# Mad Magazine to Cease Publication of New Material



## Strange Magic (Sep 14, 2015)

The Decline of Western Civilization accelerated dramatically in 1952 when _Mad_ was first published as a comic book. I was 12 when I bought that first issue, and it began the unraveling of my boy's faith in the sanctity and permanence of contemporary human institutions. I still regard the brief years of comic book _Mad_ as their own personal pinnacle of nuttiness, wth cartoonists Wally Wood (described by the publication as having a third eye in the center of his forehead), Jack Davis (clad always in a Confederate Army uniform and shrieking the Rebel Yell), and Bill Elder ("kept locked in a steel cage in Engelwood, New Jersey") vying to outdo one another in satires of genuine cartoon characters (_Melvin of the Apes, SuperDuperMan_) or newly-invented tales of their own (_Melvin Mole_, who dug his way out of his prison cell by using one of his nostril hairs, but found he had tunneled into the chamber containing the electric chair). When you're twelve, these things can be potent. And Alfred E. Neuman was originally Melvin Kosnowski--why did he really change his name?

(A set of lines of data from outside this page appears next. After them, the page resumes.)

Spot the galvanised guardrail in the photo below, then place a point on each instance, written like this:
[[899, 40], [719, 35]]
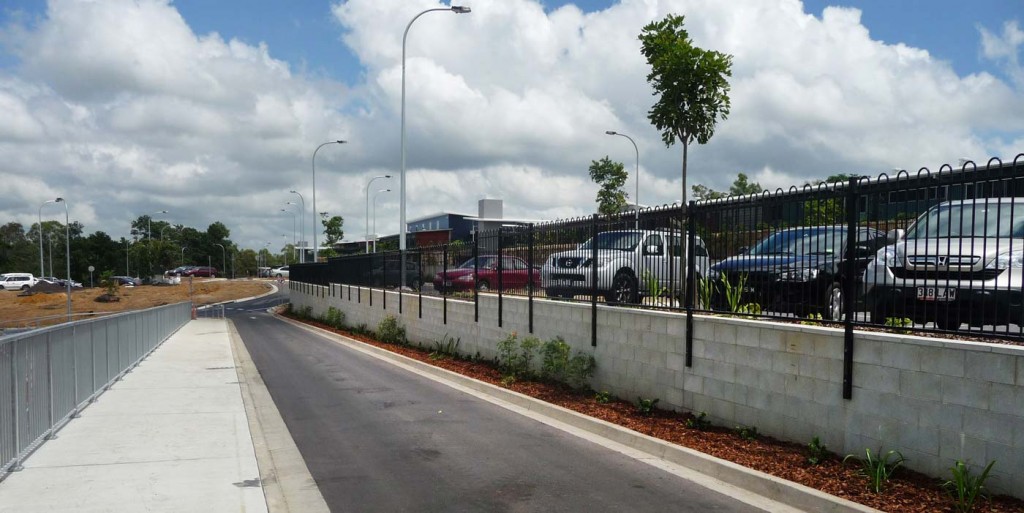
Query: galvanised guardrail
[[47, 376]]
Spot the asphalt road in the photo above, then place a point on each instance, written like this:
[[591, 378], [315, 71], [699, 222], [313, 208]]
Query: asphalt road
[[376, 437]]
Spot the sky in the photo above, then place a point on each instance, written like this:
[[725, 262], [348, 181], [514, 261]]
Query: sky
[[212, 111]]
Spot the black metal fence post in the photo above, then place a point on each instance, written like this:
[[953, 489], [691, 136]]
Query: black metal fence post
[[529, 281], [593, 281], [444, 279], [849, 287], [689, 280], [501, 270]]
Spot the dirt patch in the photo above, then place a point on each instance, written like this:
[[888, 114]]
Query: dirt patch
[[47, 308]]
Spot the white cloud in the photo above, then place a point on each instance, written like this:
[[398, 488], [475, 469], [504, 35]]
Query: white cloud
[[124, 109]]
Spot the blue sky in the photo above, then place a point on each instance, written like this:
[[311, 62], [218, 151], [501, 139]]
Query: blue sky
[[511, 102]]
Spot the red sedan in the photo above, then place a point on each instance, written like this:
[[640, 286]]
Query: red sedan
[[515, 273]]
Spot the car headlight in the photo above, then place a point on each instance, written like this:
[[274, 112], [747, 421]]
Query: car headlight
[[886, 256], [1010, 259], [805, 274]]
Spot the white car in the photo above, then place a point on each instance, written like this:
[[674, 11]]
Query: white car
[[17, 281], [630, 264]]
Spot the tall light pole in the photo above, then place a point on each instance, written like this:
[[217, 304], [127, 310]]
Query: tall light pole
[[368, 212], [636, 198], [42, 270], [375, 215], [302, 224], [339, 141], [458, 9], [67, 253], [223, 257], [148, 225]]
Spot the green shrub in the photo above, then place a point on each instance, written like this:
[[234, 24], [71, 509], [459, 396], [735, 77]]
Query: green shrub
[[879, 468], [334, 317], [816, 452], [966, 488], [390, 332], [646, 407], [555, 357], [698, 422]]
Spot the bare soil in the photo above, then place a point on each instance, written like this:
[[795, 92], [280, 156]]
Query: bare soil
[[907, 492], [46, 304]]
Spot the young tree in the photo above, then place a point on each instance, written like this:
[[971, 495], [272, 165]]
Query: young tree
[[610, 176], [691, 84], [333, 229]]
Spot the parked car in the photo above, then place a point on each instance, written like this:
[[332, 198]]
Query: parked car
[[630, 263], [961, 261], [798, 270], [179, 270], [17, 281], [201, 271], [388, 273], [514, 273], [127, 281]]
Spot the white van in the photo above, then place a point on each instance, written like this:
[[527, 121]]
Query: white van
[[16, 281]]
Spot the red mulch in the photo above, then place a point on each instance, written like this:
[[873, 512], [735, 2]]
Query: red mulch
[[906, 492]]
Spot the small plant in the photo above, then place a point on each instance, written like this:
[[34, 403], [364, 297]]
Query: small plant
[[334, 317], [446, 347], [646, 407], [390, 332], [812, 319], [748, 432], [898, 323], [816, 452], [698, 422], [580, 370], [555, 357], [879, 468], [966, 488]]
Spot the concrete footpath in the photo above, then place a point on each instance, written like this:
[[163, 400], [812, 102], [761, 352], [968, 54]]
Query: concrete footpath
[[173, 435]]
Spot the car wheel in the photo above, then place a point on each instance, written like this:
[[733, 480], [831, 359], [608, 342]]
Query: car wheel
[[834, 309], [624, 289]]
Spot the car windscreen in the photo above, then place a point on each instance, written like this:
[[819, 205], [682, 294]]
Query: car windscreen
[[625, 241], [801, 243], [969, 220]]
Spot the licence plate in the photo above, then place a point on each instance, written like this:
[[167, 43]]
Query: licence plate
[[936, 294]]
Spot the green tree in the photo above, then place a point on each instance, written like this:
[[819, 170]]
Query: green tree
[[690, 82], [610, 176], [333, 229]]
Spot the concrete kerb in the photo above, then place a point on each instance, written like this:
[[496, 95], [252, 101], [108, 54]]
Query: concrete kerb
[[771, 487], [288, 485]]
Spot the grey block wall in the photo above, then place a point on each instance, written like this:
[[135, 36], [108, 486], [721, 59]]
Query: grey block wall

Golden Years, but also the end of childhood certainty.........

https://www.bbc.com/news/world-us-canada-48865342


----------



## ECraigR (Jun 25, 2019)

A shame, but as someone moderately profound once said: all things must end.


----------



## Manxfeeder (Oct 19, 2010)

Strange Magic said:


> The Decline of Western Civilization accelerated dramatically in 1952 when _Mad_ was first published as a comic book.


Maybe. But I was introduced to Western Civ through Mad Magazine. They used to take famous poems and do parodies, like remaking Kipling's Gunga Din into Wilt the Stilt. The poem wouldn't be funny until I read the original poem.

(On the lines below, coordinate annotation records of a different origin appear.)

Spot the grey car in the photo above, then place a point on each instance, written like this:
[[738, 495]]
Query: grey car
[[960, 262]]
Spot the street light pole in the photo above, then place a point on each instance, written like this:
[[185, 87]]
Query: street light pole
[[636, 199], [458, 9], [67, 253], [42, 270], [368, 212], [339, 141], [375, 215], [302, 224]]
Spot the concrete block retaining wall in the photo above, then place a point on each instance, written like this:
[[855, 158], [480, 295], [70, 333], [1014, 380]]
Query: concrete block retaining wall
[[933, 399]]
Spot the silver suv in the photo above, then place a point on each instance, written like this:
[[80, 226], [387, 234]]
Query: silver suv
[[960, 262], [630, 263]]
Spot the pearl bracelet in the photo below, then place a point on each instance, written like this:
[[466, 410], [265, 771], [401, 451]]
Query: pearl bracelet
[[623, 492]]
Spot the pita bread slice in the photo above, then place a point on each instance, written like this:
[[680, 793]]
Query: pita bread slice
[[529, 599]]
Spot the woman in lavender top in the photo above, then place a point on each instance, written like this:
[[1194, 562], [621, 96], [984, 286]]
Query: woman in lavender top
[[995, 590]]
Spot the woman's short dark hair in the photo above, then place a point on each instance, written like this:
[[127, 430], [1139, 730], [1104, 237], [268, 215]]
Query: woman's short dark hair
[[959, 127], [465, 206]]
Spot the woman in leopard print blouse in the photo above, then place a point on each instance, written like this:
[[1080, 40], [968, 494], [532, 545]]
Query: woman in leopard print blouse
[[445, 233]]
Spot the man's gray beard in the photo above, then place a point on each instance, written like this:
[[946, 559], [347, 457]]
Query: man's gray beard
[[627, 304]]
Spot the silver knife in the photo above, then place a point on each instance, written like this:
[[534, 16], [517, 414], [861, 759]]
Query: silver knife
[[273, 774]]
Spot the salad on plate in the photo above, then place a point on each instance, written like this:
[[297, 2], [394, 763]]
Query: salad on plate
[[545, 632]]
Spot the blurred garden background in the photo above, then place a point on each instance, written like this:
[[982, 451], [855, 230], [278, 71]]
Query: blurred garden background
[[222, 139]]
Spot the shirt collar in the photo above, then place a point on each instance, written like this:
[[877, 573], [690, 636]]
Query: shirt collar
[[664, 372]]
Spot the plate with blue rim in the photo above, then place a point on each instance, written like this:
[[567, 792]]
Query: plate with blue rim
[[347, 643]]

Their sendups of films and TV shows inspired me into satire, which got me a spot in the high school journalism class as the feature page editor.

I still use their interjections, like Blecch. And I was introduced to New York Yiddish through their adjectives, like meshuggah.

I also discovered the power of humor to make a point that a protest wouldn't.

I guess they weren't all that bad after all.


----------



## Strange Magic (Sep 14, 2015)

^^^^In reply, I say only "Potrzebie!". And you can quote me!

https://en.m.wikipedia.org/wiki/Potrzebie

And let's not forget "Veeblefetzer", another _Mad_ popularization:

https://en.m.wikipedia.org/wiki/Veeblefetzer


----------



## KenOC (Mar 7, 2011)

Looks like this guy's gonna be out of work again.


----------



## Barbebleu (May 17, 2015)

I found a website that let me download every issue from 1 to 533. I dip into them on my iPad regularly. Such joy but alas, there is no joy in Mudville. Casey, mighty Casey, has struck out! Lovers of the early years will catch the reference.:tiphat:


----------



## Strange Magic (Sep 14, 2015)

Barbebleu said:


> I found a website that let me download every issue from 1 to 533. I dip into them on my iPad regularly. Such joy but alas, there is no joy in Mudville. Casey, mighty Casey, has struck out! Lovers of the early years will catch the reference.:tiphat:


Can you share that website???


----------



## KenOC (Mar 7, 2011)

One thing I remember was that their movie reviews, though over the top and full of satire, were (if carefully read) actually quite perceptive.


----------



## RockyIII (Jan 21, 2019)

I loved Mad Magazine as a child. I looked at it once as an adult and didn't find it the least bit humorous.


----------



## Strange Magic (Sep 14, 2015)

Those of us of a certain age, and long memories, will recall that _Mad_ was just one of the many publications of EC Comics, one of the landmark giants of mid-20th century comic book publishing. EC's output consisted of outstanding horror comics (The Vault of Horror, The Crypt of Terror, Tales From The Crypt), war comics (Two-Fisted Tales, Frontline Combat, Valor), science fiction (several titles, often including Ray Bradbury stories), and others, including _Mad_. EC fell afoul of the New Puritanism of the 1950s, and congressional hearings into the corruption of young minds such as mine by these terrible comic books, and most of the EC comics disappeared. _Mad_ managed somehow to survive, and became EC's final and enduring legacy.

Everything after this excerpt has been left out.